How Can White Americans Be Free?
Continued from previous page
INTERVIEWER: The jail scene in “Shoplifting From American Apparel” is one of the only moments in your work where the ethnicity of characters is prominently noted. Would you say your characters live in a post-racial world?
LIN: No. I think that’s just a personal preference, because I don’t want to write about racism. Or those other things mentioned earlier. If I put in a character’s race, some readers would assume, like, “Oh his problems are because he’s being discriminated against.” Or, “He doesn’t know his racial/cultural identity, he’s confused about his racial/ cultural identity, which is why he is sad or confused.” To me, their problems are the same as any person’s who is not in a war or working two jobs to survive.
To Lin, we (brown people) are lesser beings — not inherently so, of course — but because the burden of our struggle has exhausted its brave and noble warriors so fully, it prevents them from considering existential issues and experiencing the real, larger life that white people are living. But this is an excuse meant to justify Lin’s own desire for artistic and philosophical universality, which both feel threatened by the specificity of his race. Lin wants to reach defaultness for himself while making sure we continue to think of other brown people as outside of objective consciousness and continue to see whites as the default authors of philosophical thought. He is afraid of the power of The Default and so reinforces it lest it undermine the power of his own work.
Sadly, Lin has failed to see that he is an Asian-American man and somehow – somehow – his mind has managed to ponder “big ideas.” If Lin is an Asian-American man and Lin manages to ask, “How do I know if the universe is meaningless?” his own existence disproves his theory. And his theory proves the existence of The Default.
Sometimes, when I’m developing screenplays, I subconsciously give them a white male lead — that’s my inner Lin, and it shows how deep The Default has invaded my mind. Even brown people have made their interior internal voice white in so many ways. Our yearning for legitimacy is so deep, we erase ourselves from the inside.

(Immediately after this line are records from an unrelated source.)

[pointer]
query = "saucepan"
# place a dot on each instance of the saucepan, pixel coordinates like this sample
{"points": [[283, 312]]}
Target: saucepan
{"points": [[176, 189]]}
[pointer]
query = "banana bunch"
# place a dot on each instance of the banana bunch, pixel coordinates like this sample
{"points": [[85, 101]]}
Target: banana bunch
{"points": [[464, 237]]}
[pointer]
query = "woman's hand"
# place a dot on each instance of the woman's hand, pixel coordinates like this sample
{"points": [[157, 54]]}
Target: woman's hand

Lin’s reasoning demonstrates the empathetic liberal’s way of reinforcing The Default, but he is only continuing the cycle that the interviewer began. We expect artists of color to address race or we’ll ask why they don’t. White artists are never asked why they aren’t addressing their experience of race in their work. We don’t have the same expectations of white artists because, of course, they are raceless. We assume that if race is not specified and a specific identity is not discussed, then the identity is white.

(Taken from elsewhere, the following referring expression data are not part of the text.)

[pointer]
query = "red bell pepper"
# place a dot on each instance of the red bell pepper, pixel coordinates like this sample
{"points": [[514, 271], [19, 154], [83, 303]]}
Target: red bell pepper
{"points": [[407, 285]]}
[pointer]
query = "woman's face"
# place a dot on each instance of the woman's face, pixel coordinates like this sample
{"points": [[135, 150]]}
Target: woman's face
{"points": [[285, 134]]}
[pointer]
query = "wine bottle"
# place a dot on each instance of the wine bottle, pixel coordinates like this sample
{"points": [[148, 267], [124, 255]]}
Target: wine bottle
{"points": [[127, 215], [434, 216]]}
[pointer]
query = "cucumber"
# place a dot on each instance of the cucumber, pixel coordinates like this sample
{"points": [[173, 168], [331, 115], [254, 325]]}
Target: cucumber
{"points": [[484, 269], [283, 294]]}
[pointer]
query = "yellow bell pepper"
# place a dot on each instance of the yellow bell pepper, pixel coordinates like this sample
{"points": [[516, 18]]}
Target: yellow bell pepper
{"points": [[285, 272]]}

In some places, the white default is blindingly obvious, like newspapers. Even in California, where white people are not a majority of the population, the L.A. Times and the San Francisco Chronicle both continue to specify race almost exclusively when an individual is non-white. No race specified? Must be a regular person! A white person.

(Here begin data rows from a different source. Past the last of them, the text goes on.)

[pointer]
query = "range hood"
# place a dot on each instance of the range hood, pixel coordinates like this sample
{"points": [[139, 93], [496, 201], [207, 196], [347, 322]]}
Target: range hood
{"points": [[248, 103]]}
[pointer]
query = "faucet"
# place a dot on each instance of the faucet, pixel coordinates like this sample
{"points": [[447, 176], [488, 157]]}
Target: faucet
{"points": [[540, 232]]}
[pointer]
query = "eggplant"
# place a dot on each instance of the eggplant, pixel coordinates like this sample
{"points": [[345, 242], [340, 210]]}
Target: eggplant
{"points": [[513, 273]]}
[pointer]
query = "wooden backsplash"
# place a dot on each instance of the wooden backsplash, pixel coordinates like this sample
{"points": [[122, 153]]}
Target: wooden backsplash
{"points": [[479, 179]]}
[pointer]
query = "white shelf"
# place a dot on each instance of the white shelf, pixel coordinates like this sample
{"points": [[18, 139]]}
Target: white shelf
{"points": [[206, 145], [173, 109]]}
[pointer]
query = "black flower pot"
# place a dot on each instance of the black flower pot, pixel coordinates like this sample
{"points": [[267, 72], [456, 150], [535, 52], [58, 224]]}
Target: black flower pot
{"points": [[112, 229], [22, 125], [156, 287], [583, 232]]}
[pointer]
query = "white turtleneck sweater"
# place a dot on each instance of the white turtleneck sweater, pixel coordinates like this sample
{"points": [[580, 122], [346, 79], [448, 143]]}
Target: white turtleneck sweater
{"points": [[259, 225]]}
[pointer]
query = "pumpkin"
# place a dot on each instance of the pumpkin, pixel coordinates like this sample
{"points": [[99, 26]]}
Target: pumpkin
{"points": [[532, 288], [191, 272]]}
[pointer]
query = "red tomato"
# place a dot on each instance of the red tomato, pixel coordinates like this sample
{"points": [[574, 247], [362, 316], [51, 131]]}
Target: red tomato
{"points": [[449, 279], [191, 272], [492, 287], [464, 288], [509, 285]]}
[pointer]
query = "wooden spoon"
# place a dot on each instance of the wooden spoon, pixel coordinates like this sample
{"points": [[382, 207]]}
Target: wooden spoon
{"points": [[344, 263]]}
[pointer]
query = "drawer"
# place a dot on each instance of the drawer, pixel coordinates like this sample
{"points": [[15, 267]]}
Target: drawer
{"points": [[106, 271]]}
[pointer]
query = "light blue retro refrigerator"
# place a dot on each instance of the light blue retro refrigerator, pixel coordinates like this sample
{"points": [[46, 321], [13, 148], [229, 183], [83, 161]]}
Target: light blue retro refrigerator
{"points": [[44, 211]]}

This is the same thinking that white conservatives use when they feel like a “minority”group is just looking out for its own interests. Or when analysts say things like, “Without blacks and Hispanics, the majority of Americans voted for Romney.” The assumption is that white voters, white politicians, white pundits are more real and are the only ones who can present objective solutions and analyses, since they are not burdened by self-interest. Another example: My black father, who has a Ph.D. in European history, was frequently asked if he was able to teach European history “objectively.”